SERIE : Copenhagen Cowboy de Nicolas Winding Refn - 2023
Vous aviez trouvé que Too Old to die young, la (formidable) série précédente de NWR, était un poil trop barrée ? Vous n'avez encore rien vu, croyez-moi. Jetez un œil sur cette nouvelle expérimentation du bon Danois, et en dix minutes vous vous trouverez déjà sur une planète éloignée du système solaire. Une planète aux couleurs pétards et au rythme lentissime, hein, on connaît désormais le garçon ; mais une planète où on s'installe avec plaisir, conquis à la longue par cette atmosphère alanguie striée de temps en temps par un éclair de violence, un trait surréaliste, une invention formelle sidérante. Notons-le d'ores et déjà : cette série est beaucoup moins bonne que la précédente, et ce à cause en grande partie de son scénario. C'est un grand n'importe quoi, assez décousu, et on sent bien que le bougre s'est peu à peu désintéressé de son histoire pour ne plus se livrer qu'au délicieux exercice de faire du style et de vous en mettre plein les orbites. C'est dommage : même si on ne misait pas grand-chose sur cette histoire improbable dès le départ, on aurait aimé un peu plus de tenue dans la trame, et non cette succession d'épisodes tellement errants qu'on les dirait indépendants les uns des autres. Personnages flous et incompréhensibles, plein de débuts de trame qui ne sont pas achevés, des pistes qui se perdent dans la pyrotechnie, c'est très moyen côté écriture.

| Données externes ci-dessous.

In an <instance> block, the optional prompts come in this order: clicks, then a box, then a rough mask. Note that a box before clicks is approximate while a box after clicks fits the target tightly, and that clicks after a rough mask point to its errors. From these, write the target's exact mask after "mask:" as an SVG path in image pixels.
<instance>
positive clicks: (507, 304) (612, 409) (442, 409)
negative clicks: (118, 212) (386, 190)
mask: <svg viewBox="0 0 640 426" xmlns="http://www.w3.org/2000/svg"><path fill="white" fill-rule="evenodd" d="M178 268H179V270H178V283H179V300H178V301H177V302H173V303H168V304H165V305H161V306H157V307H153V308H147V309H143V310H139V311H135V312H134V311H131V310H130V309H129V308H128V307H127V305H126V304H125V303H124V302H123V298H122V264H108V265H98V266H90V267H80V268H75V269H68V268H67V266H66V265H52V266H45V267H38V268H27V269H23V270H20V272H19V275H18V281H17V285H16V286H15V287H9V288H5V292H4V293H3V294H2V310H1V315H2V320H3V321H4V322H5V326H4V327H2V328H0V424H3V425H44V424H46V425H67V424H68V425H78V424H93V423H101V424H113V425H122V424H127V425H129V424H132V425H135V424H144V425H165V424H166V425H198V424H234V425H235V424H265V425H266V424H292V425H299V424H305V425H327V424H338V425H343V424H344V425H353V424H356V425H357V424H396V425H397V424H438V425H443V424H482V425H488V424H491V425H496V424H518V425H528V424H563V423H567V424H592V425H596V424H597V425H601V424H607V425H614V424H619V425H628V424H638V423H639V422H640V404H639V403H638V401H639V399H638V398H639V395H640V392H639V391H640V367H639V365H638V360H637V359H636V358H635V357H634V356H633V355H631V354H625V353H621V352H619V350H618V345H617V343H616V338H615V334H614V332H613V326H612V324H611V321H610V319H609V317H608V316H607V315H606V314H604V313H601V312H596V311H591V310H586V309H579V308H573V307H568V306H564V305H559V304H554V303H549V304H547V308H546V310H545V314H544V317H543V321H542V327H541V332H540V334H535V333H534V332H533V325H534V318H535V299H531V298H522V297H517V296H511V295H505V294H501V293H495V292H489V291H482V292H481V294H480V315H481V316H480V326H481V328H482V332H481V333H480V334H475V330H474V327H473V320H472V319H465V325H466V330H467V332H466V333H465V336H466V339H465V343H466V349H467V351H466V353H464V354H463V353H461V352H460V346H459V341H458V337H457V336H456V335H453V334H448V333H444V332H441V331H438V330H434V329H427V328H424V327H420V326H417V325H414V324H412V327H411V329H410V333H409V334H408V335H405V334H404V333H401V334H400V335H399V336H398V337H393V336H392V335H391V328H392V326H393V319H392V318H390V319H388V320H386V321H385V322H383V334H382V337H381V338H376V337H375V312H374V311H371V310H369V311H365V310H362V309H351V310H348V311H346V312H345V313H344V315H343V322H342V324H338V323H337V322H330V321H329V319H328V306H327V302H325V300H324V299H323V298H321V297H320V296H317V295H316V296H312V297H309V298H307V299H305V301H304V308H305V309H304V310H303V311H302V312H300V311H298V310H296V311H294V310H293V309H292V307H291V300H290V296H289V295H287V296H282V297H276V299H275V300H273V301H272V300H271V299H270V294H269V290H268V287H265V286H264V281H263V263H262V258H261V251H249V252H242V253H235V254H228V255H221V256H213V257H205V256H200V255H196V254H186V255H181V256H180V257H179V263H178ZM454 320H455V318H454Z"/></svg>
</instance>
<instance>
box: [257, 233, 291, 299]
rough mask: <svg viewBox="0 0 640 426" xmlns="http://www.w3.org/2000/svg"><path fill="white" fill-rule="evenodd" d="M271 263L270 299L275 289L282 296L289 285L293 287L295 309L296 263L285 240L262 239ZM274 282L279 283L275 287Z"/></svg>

En même temps, c'est tellement écrit sous influence de drogue très très forte qu'on ne peut pas lui en vouloir. C'est le parcours d'une jeune file mutique aux pouvoirs magiques, qui se retrouve on ne sait trop comment dans le monde corrompu, violent et désespéré de la pègre serbo-danoise. D'abord engagé dans un bordel pour porter chance à la gérante, ensuite prise sous la coupe d'un tueur chinois, harcelé par un tueur monstrueux à moitié bouffé par des cochons, vaguement acoquinée à un moment avec le sbire d'un mafieux qui ne fera pas long feu, elle zigzague entre ces univers par la force de sa résistance passive, et de temps en temps de son talent aux arts martiaux. Car il ne faut pas chercher la belle : aussi gracile soit-elle, elle te vous envoie valdinguer de musculeux tueurs et du proxénète tatoué comme de rien. Madame est une femme forte malgré les apparences, et va se trouver confrontée à tout ce que le virilisme peut produire de plus néfaste en terme de domination, d'autorité, de clichés machistes. Copenhagen Cowboy est un film qui tente d'attaquer de front la domination masculine, et qui se veut après tout féministe : les personnages féminins prennent le devant de la scène, et le machisme est moqué lors de scènes plus ou moins fines (plutôt moins que plus), comme ce père mannequin se livrant à une apologie de sa bite. L'écriture franchement maladroite et le léger soupçon d'opportunisme dans le sujet plombe cette série, qui cache son vide derrière une forme impressionnante et sur-travaillée.
De ce côté-là, franchement, on aurait tort de se plaindre du trop-peu. La série est un festival très démonstratif de virtuosité formelle. On peut certes soupirer franchement devant ces roulades arrière, ces filtres fluorescents, cette caméra qui ne cesse de chercher l'angle le plus clinquant, ces plans tous hyper complexes, et surtout ce rythme étiré jusqu'au vide. Le gars abuse et sur-abuse de figures de style, comme ce panoramique latéral à 360° qu'il utilise à la moindre occasion et qui finit par fatiguer, ou ces dialogues exsangues où chaque réplique tombe après un quart d’heure d'immobilité. Le fait est que parfois aussi, ce style est efficient : les premiers épisodes fonctionnent sur la surprise de ces effets tous plus crâneurs les uns que les autres, et on rigole souvent devant l'invention de Refn, qui ne recule devant rien. Mais peu à peu on s'embourbe dans la forme pour la forme, on finit par voir les ficelles de la chose (les emprunts à Tarantino ou à Lynch surtout) et par se lasser sévèrement de la chose. Un film vide, prétentieux, brillant, oui, mais fatigant.